A Nevada judge has temporarily halted an execution, siding with a pharmaceutical company that filed suit over the state’s plan to use an experimental three-drug cocktail for the lethal injection.
New Jersey-based pharmaceutical manufacturer Alvogen filed an emergency lawsuit Tuesday, stating in court filings it doesn’t want its sedative midazolam used in “botched” executions.
Twice-convicted killer Scott Raymond Dozier, 47, was scheduled to die by execution Wednesday night. That’s now on hold after Clark County Judge Elizabeth Gonzalez sided with Alvogen in a Wednesday morning hearing.
“While Alvogen takes no position on the death penalty itself, Alvogen’s products were developed to save and improve patients’ lives and their use in executions is fundamentally contrary to this purpose,” the company said in its complaint.
In the past, states with the death penalty typically used a cocktail of drugs that included sodium thiopental for lethal injection. Shortages of the drug, which has seen its distribution greatly restricted by the European Union, have forced states to get creative ― often adopting what may be unconstitutional alternatives.
According to the nonprofit Death Penalty Information Center, a widely cited resource on the subject, Alabama, Arkansas, Florida, Ohio, Oklahoma and Virginia have all used midazolam in three-drug executions in recent years, with questionable results. Witnesses to the botched executions say prisoners heaved and gasped for breath for as long as 15 minutes before dying, raising questions over whether the cocktails constitute “cruel and unusual” punishment.
In a twist, Dozier himself has argued for his own execution over the past year, telling the Las Vegas Review-Journal, “Life in prison isn’t a life.”
I’ve been very clear about my desire to be executed ... even if suffering is inevitable. Death row inmate Scott Raymond Dozier
Per The Associated Press, Dozier has repeatedly affirmed his desire to die, even if it’s painful. “I’ve been very clear about my desire to be executed ... even if suffering is inevitable,” he told a judge in November.
Even if, as has happened before with these experimental injections, the drug combination leaves him paralyzed yet still conscious, effectively suffocating him alive.
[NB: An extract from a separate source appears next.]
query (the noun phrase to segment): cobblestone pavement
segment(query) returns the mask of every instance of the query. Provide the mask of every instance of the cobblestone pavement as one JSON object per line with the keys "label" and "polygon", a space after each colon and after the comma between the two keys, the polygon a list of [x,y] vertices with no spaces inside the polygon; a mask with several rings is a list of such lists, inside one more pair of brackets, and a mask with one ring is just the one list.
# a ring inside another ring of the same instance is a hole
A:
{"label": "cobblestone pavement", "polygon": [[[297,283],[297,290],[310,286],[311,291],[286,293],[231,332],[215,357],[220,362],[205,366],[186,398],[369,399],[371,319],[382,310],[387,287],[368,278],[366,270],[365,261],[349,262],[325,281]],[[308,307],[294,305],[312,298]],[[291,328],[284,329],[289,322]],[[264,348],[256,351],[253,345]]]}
The manufacturers of the other two unapproved drugs the state intends to use have also objected to Nevada’s plans, though they’re not formally a part of Alvogen’s suit. They include Sandoz, producer of the muscle-paralysis drug cisatracurium, and Pfizer, which last year attempted to reclaim fentanyl from Nevada but was rebuffed. The painkiller, a synthetic opioid, is fatal in high enough doses.
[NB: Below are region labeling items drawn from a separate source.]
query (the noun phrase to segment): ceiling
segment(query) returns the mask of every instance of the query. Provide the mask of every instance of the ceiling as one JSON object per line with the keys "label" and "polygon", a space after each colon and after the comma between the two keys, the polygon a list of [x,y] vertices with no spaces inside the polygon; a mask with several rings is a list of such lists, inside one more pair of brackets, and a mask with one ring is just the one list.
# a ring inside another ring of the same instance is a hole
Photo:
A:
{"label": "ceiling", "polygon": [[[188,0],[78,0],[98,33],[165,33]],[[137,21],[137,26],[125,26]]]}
The fact that fentanyl has never before been used in a lethal injection, let alone in combination with midazolam and cisatracurium, is of no concern to Dozier.
“I think it’s awesome,” he told Vice News in an interview that aired Wednesday.
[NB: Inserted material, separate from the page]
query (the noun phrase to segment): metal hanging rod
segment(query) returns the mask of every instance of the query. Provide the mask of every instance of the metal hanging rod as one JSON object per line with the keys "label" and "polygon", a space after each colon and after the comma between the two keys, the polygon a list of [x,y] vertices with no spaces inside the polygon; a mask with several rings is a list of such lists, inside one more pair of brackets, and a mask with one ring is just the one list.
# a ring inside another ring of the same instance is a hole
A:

Fentanyl alone is currently responsible for 46 percent of all overdose deaths in the U.S. ― a statistic Dozier is well aware of.
“I mean, it’s killing people all over the place,“ Dozier said. “You guys get pharmaceutical-grade fentanyl and just bang me up, man. Use a shit ton.”
Per the DPIC, Nevada spent $860,000 building a new execution chamber in 2016. The state last executed someone in 2006.